Comme la plupart des femmes victimes d'hystérectomie abusive, Asha n'a pas reçu de dossier médical à la suite de l'intervention : "Il ne reste aucune preuve de l'opération, hormis la cicatrice, explique la photojournaliste. Asha n'a pas pu retourner travailler et elle doit maintenant des sommes énormes à son mukadam (contremaître, ndlr) qui lui a avancé l'argent nécessaire à l'intervention et qu'elle doit rembourser."

Détail du portrait d'Asha par Chloé Sharrock.
Détail du portrait d'Asha par Chloé Sharrock.

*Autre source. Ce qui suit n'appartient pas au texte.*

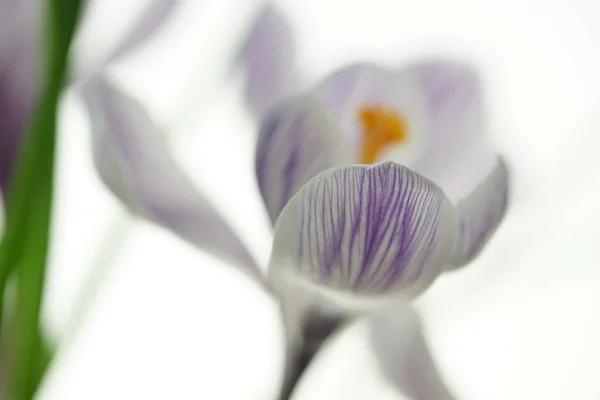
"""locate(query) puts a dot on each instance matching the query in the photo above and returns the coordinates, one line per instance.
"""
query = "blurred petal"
(455, 113)
(349, 91)
(480, 214)
(297, 140)
(268, 58)
(18, 76)
(134, 161)
(397, 338)
(2, 216)
(454, 101)
(365, 230)
(156, 14)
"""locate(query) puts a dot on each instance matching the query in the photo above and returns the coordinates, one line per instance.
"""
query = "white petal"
(397, 338)
(480, 213)
(297, 140)
(154, 17)
(364, 230)
(349, 89)
(135, 162)
(268, 58)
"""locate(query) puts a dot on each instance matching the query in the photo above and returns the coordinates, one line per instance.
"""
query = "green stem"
(25, 245)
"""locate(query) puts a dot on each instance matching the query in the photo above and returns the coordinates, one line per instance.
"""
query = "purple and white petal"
(350, 89)
(397, 338)
(364, 230)
(135, 162)
(19, 76)
(455, 111)
(154, 17)
(480, 213)
(2, 215)
(268, 60)
(297, 140)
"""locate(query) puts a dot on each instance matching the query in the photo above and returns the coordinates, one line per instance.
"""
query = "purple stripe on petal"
(398, 341)
(453, 93)
(297, 140)
(480, 213)
(367, 230)
(268, 60)
(135, 162)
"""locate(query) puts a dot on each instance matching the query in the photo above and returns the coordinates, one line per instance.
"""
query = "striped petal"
(155, 15)
(297, 140)
(404, 357)
(366, 230)
(268, 58)
(480, 213)
(134, 161)
(350, 91)
(453, 96)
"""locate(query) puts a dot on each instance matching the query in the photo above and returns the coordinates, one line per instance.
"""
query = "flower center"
(382, 128)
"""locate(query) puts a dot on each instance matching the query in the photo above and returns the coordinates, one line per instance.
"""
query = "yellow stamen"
(382, 128)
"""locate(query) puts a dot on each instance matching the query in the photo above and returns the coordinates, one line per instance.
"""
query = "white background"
(169, 322)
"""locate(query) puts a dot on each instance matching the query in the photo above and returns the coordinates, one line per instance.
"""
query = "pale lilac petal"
(455, 110)
(398, 341)
(366, 230)
(268, 58)
(155, 16)
(480, 213)
(19, 77)
(135, 162)
(297, 140)
(349, 89)
(2, 215)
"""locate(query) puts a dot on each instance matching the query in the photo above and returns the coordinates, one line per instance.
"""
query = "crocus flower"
(376, 180)
(20, 29)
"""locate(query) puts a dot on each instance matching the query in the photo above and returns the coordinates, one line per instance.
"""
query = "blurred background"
(169, 322)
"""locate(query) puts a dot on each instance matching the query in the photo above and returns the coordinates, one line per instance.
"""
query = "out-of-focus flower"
(20, 29)
(20, 24)
(269, 58)
(134, 160)
(376, 181)
(397, 338)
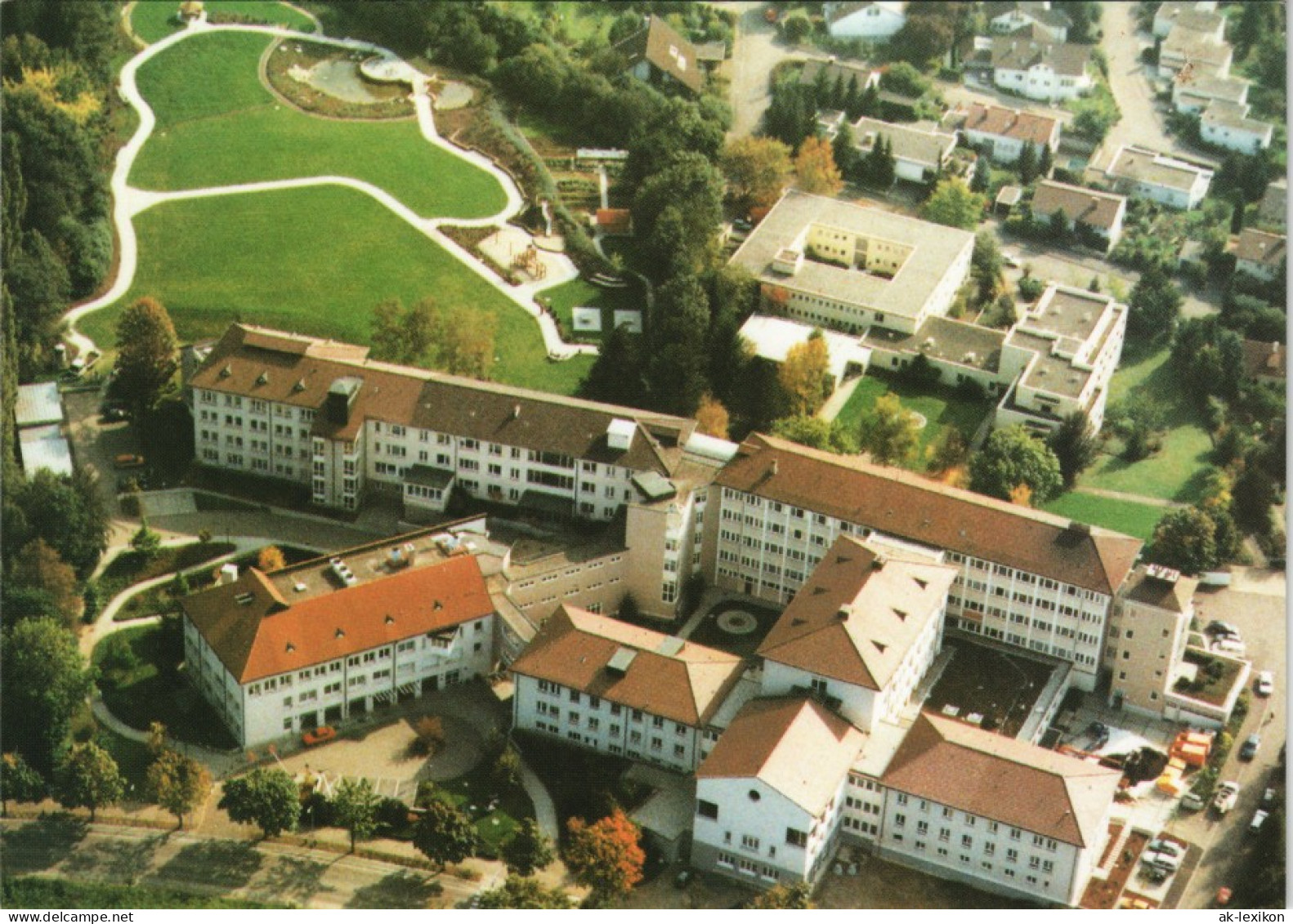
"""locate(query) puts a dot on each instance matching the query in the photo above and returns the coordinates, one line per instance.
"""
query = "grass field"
(313, 261)
(1177, 471)
(940, 406)
(154, 20)
(226, 128)
(1124, 516)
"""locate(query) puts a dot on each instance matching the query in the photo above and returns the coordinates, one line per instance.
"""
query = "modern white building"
(866, 633)
(284, 652)
(1148, 175)
(1001, 132)
(1041, 70)
(870, 20)
(833, 264)
(770, 797)
(1027, 578)
(622, 690)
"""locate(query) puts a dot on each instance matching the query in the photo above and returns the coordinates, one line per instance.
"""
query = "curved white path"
(128, 200)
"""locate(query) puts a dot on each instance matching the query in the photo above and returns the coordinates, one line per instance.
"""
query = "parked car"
(1248, 750)
(320, 735)
(1228, 794)
(1264, 685)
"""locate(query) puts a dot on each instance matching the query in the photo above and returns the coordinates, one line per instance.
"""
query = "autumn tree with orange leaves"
(606, 855)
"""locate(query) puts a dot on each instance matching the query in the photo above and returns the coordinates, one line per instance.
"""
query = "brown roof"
(857, 614)
(660, 675)
(1160, 587)
(295, 370)
(1079, 204)
(1005, 779)
(664, 48)
(793, 744)
(906, 506)
(1261, 247)
(1019, 55)
(269, 635)
(1264, 359)
(1010, 123)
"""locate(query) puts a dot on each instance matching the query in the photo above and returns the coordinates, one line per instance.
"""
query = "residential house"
(1002, 132)
(770, 797)
(833, 264)
(1165, 17)
(622, 690)
(975, 806)
(1093, 215)
(1027, 578)
(870, 20)
(1041, 70)
(1168, 181)
(1261, 253)
(659, 55)
(1228, 126)
(862, 631)
(1010, 17)
(919, 150)
(331, 639)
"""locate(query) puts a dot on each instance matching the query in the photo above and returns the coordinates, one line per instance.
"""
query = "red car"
(320, 735)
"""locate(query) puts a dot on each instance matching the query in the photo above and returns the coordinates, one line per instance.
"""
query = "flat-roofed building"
(1148, 175)
(861, 632)
(1027, 578)
(846, 266)
(282, 652)
(999, 813)
(770, 797)
(1261, 253)
(621, 689)
(1002, 132)
(1095, 216)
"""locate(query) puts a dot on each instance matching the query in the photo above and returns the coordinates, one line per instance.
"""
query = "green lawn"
(584, 293)
(940, 406)
(1177, 471)
(226, 128)
(1124, 516)
(154, 20)
(315, 261)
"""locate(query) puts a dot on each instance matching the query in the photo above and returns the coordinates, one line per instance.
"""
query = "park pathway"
(128, 200)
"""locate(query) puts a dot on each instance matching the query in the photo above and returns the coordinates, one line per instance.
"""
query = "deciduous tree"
(89, 779)
(606, 855)
(177, 783)
(1010, 458)
(444, 834)
(268, 799)
(815, 166)
(890, 432)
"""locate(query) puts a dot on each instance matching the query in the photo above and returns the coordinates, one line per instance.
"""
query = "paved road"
(1255, 605)
(1142, 123)
(260, 871)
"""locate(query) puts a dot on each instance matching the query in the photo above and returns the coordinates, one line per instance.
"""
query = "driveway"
(1142, 123)
(1255, 602)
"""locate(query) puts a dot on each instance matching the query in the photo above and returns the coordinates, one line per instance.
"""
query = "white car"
(1228, 794)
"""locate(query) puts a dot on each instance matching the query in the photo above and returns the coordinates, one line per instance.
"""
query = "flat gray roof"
(935, 250)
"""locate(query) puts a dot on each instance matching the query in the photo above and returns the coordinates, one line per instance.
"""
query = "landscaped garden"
(226, 128)
(940, 406)
(141, 684)
(313, 261)
(155, 20)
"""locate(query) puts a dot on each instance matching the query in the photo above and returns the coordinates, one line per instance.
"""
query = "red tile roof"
(268, 635)
(906, 506)
(1004, 779)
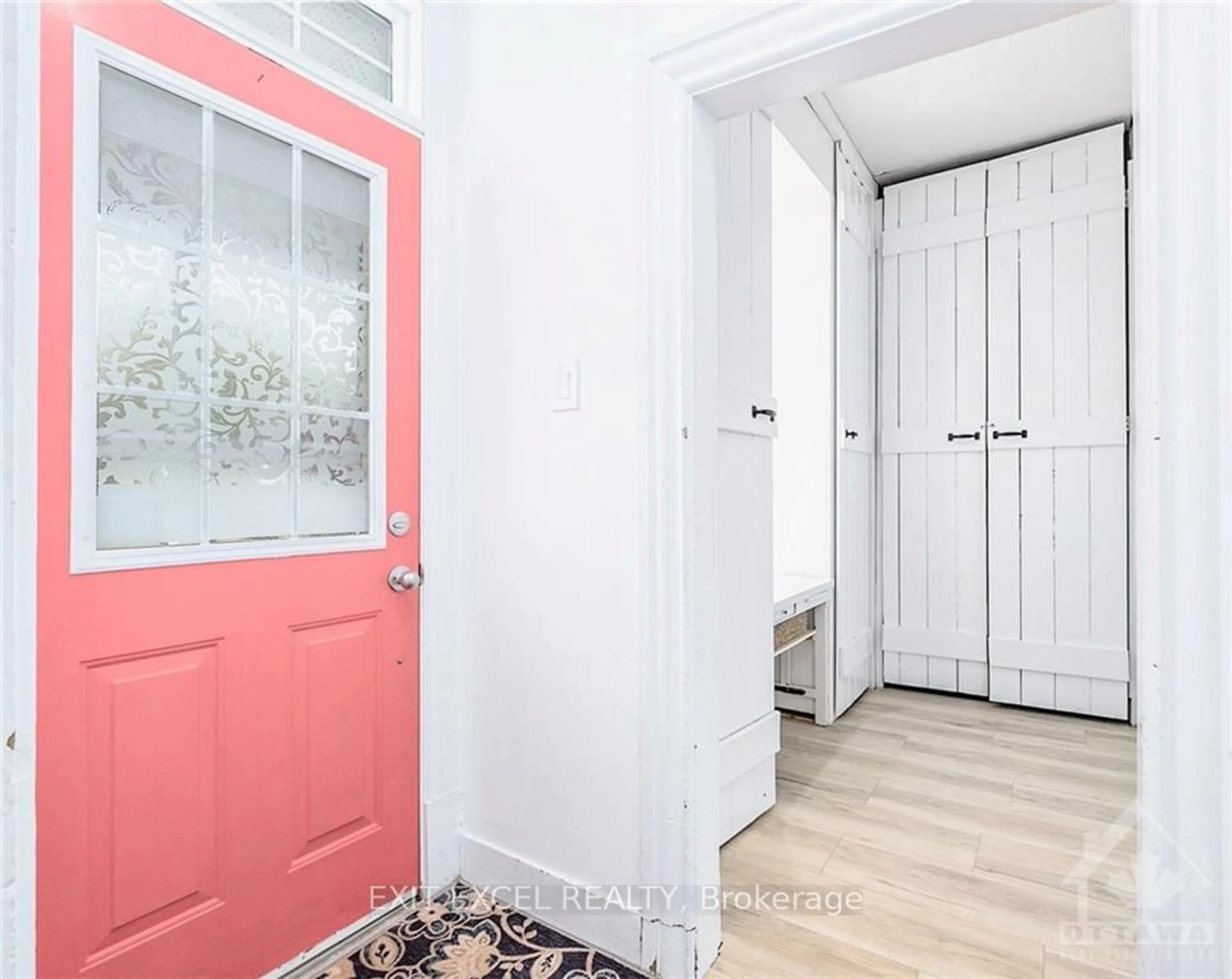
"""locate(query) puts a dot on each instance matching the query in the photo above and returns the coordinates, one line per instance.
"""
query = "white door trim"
(764, 60)
(19, 472)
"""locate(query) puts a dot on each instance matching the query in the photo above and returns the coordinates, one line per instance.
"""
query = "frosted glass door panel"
(232, 330)
(336, 225)
(252, 202)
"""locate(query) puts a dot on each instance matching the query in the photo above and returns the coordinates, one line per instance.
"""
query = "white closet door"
(748, 723)
(934, 590)
(1057, 518)
(855, 438)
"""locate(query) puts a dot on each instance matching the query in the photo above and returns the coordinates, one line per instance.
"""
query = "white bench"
(802, 661)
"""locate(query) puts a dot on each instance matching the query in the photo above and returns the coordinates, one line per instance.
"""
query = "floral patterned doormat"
(464, 934)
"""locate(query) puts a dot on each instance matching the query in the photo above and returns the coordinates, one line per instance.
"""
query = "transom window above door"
(370, 52)
(228, 334)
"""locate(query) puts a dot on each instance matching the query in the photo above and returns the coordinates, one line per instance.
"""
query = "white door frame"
(441, 601)
(1181, 56)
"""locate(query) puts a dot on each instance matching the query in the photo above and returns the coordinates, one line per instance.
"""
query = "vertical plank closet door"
(1057, 482)
(932, 438)
(747, 719)
(857, 464)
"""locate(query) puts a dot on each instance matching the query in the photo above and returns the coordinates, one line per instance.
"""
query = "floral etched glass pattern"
(249, 474)
(333, 350)
(252, 200)
(150, 160)
(147, 472)
(150, 316)
(233, 325)
(333, 475)
(251, 334)
(336, 224)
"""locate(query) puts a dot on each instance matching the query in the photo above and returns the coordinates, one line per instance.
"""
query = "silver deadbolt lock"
(400, 523)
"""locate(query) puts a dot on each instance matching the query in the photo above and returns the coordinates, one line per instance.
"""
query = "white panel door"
(854, 591)
(745, 492)
(934, 591)
(1057, 518)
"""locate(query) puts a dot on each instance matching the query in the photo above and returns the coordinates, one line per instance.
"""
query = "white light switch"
(566, 384)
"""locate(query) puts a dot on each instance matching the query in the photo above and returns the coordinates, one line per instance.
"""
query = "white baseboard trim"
(539, 892)
(747, 748)
(443, 839)
(746, 798)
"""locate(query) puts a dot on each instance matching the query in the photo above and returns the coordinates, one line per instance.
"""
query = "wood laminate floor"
(962, 825)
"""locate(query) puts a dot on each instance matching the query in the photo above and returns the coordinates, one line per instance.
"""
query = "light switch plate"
(566, 386)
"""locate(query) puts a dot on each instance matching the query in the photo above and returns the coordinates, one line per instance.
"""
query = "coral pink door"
(228, 413)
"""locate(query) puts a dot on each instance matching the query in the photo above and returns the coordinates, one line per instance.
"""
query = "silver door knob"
(402, 579)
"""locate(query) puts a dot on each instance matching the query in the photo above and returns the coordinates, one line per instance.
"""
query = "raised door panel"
(1057, 449)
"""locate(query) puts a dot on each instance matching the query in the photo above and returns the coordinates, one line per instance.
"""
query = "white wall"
(802, 320)
(545, 247)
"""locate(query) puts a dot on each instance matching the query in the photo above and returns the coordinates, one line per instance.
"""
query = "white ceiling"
(1050, 82)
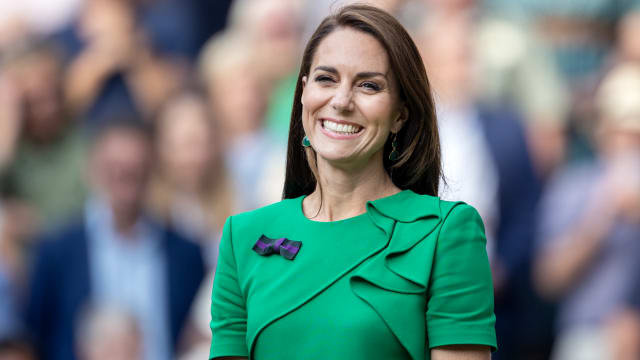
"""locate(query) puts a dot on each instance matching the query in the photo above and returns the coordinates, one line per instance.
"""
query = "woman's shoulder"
(266, 215)
(408, 206)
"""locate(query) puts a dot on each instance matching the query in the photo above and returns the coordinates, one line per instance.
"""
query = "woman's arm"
(461, 352)
(228, 308)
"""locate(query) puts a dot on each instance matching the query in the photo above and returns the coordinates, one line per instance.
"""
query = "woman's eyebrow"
(360, 75)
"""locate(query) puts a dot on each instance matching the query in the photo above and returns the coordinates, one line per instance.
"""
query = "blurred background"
(131, 129)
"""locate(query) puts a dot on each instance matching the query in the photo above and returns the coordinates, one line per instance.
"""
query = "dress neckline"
(356, 218)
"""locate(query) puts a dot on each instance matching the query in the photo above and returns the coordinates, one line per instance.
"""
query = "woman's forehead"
(347, 49)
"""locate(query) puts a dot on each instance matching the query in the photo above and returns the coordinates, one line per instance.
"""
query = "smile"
(340, 128)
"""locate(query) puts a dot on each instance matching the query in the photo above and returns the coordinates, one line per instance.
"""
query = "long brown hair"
(418, 168)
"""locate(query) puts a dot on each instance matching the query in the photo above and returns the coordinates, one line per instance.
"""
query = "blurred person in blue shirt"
(114, 255)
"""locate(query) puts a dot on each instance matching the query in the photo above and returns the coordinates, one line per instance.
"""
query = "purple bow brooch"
(288, 249)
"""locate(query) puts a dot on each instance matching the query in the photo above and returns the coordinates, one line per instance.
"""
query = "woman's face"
(350, 100)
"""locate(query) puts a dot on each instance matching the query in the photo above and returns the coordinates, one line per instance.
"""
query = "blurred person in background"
(114, 70)
(515, 68)
(590, 225)
(273, 29)
(108, 333)
(254, 158)
(191, 190)
(114, 254)
(628, 32)
(487, 163)
(42, 148)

Aujourd'hui, Asha reste très affaiblie. Elle ne pèse pas plus de 34 kilos et depuis son hystérectomie, son état ne fait qu'empirer. "Même si les symptômes sont variables d'une femme à l'autre​, les problèmes dont la plupart des femmes opérées souffraient avant l'intervention se sont accentués après, raconte Chloé Sharrock. Descente d'organes, tremblements, faiblesse générale, problèmes liés à la sexualité et à une ménopause prématurée..." Rien d'étonnant à ce que la santé de ces femmes ne s'améliore pas après l'opération, puisqu'elles sont allées consulter pour, en général, un problème qui n'a rien à voir avec l'utérus. Mais en l'absence de dossier médical, ou même d'une facture pour l'intervention, elles n'ont aucun moyen de gérer les fréquentes complications et de faire valoir leur prise en charge. Et à plus forte raison d'obtenir réparation du préjudice pour un acte chirurgical abusif...

Impossibles réparations

Beaucoup de ces femmes font partie de la classe des intouchables. Or pour une intouchable, le simple fait de reconnaître qu'elle est victime reste très difficile. "Le travail des associations qui ont dévoilé le scandale des hystérectomies abusives commence par faire prendre conscience à ces femmes, qui n'ont jamais revendiqué le moindre droit, qu'elles sont des victimes", confie Chloé Sharrock. Pour les aider à gérer les complications post-opératoires, les activistes s'efforcent ensuite de récupérer les dossiers médicaux pour tenter d'obtenir une prise en charge, voire des réparations pour le préjudice corporel. 

Ce sont ces associations qui, en mai 2019, ont révélé le scandale - à l'époque, elles recensaient environ 4 500 hystérectomies dans le district de Bid. Plusieurs médias se sont alors emparés de l'histoire, et le gouvernement s'est senti obligé de réagir. En juin 2019 est créé un comité d'Etat composé d'un chirurgien, d'une responsable politique et de responsables d'ONG, chargé d'enquêter, de recenser les cas d'hystérectomie dans le district de Bid et de formuler des recommandations. "Dans les faits, c'est bien, réagit Chloé Sharrock. Mais dans la réalité, ce n'est qu'un écran de fumée. D'après les activistes, le recensement a été tronqué dans la mesure où un nombre insuffisant de formulaires a été imprimés. Ainsi le nombre de femmes recensées était-il limité au nombre de formulaires."

Par ailleurs, les recommandations n'ont pas valeur de régulations : "Il n'y a pas de contrôle et il reste assez facile d'aller se faire opérer dans un district voisin, ajoute la photographe. Et puis le médecin référent chargé de valider toutes les hystérectomies pratiquées dans les cliniques privées de la région de Bid a été incapable de me dire concrètement comment il vérifie que les autorisations ont bien été demandées pour toutes les opérations et quelles sont les sanctions prévues en cas de manquement."

Le comité d'Etat a beau promettre des sommes conséquentes pour venir en aide à ces femmes, qui peut dire d'où vient l'argent, quelles seront les mesures concrètes, quel est le budget exact ? Le flou règne, qu'il s'agisse du scandale ou des réponses du gouvernement - probablement entretenu par un secteur médical privé très influent en Inde.